🤖 AI Summary
Edge devices face severe memory constraints and support only forward inference—lacking backward propagation capability—posing significant challenges for conventional fine-tuning.
Method: This paper proposes a gradient-free, efficient prompt tuning method tailored for such resource-constrained settings. Its core innovation is a two-stage hybrid optimization framework: (i) Stage I employs sharpness-aware evolutionary strategies to perform global, smooth exploration of the loss landscape; (ii) Stage II applies sparse zeroth-order optimization for local, high-precision refinement. The entire method relies exclusively on forward passes, integrating zeroth-order optimization, evolutionary algorithms, and sharpness-aware training.

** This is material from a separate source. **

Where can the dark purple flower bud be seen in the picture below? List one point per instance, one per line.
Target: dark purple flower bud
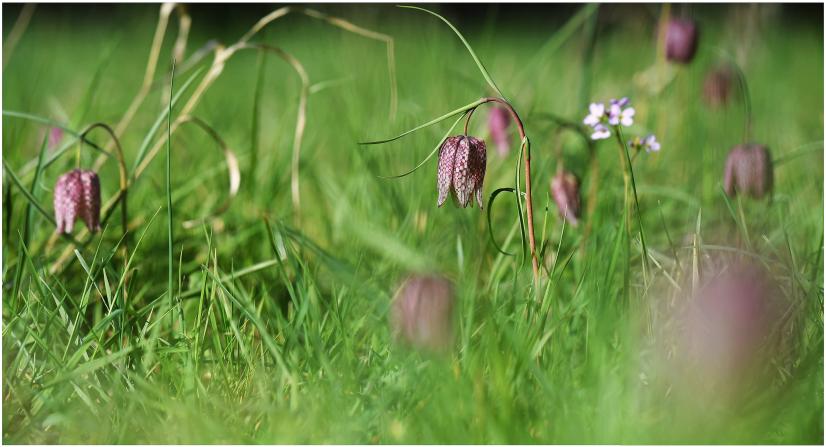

Contribution/Results: The approach ensures computational efficiency and deployment safety while maintaining competitive performance. Extensive experiments on CLIP demonstrate that it achieves an average +7% accuracy gain over state-of-the-art forward-only methods, with significantly accelerated convergence and superior overall performance.
📝 Abstract
Fine-tuning vision language models (VLMs) has achieved remarkable performance across various downstream tasks; yet, it requires access to model gradients through backpropagation (BP), making them unsuitable for memory-constrained, inference-only edge devices. To address this limitation, previous work has explored various BP-free fine-tuning methods. However, these approaches often rely on high-variance evolutionary strategies (ES) or zeroth-order (ZO) optimization, and often fail to achieve satisfactory performance. In this paper, we propose a hybrid Sharpness-aware Zeroth-order optimization (SharpZO) approach, specifically designed to enhance the performance of ZO VLM fine-tuning via a sharpness-aware warm-up training. SharpZO features a two-stage optimization process: a sharpness-aware ES stage that globally explores and smooths the loss landscape to construct a strong initialization, followed by a fine-grained local search via sparse ZO optimization. The entire optimization relies solely on forward passes. Detailed theoretical analysis and extensive experiments on CLIP models demonstrate that SharpZO significantly improves accuracy and convergence speed, achieving up to 7% average gain over state-of-the-art forward-only methods.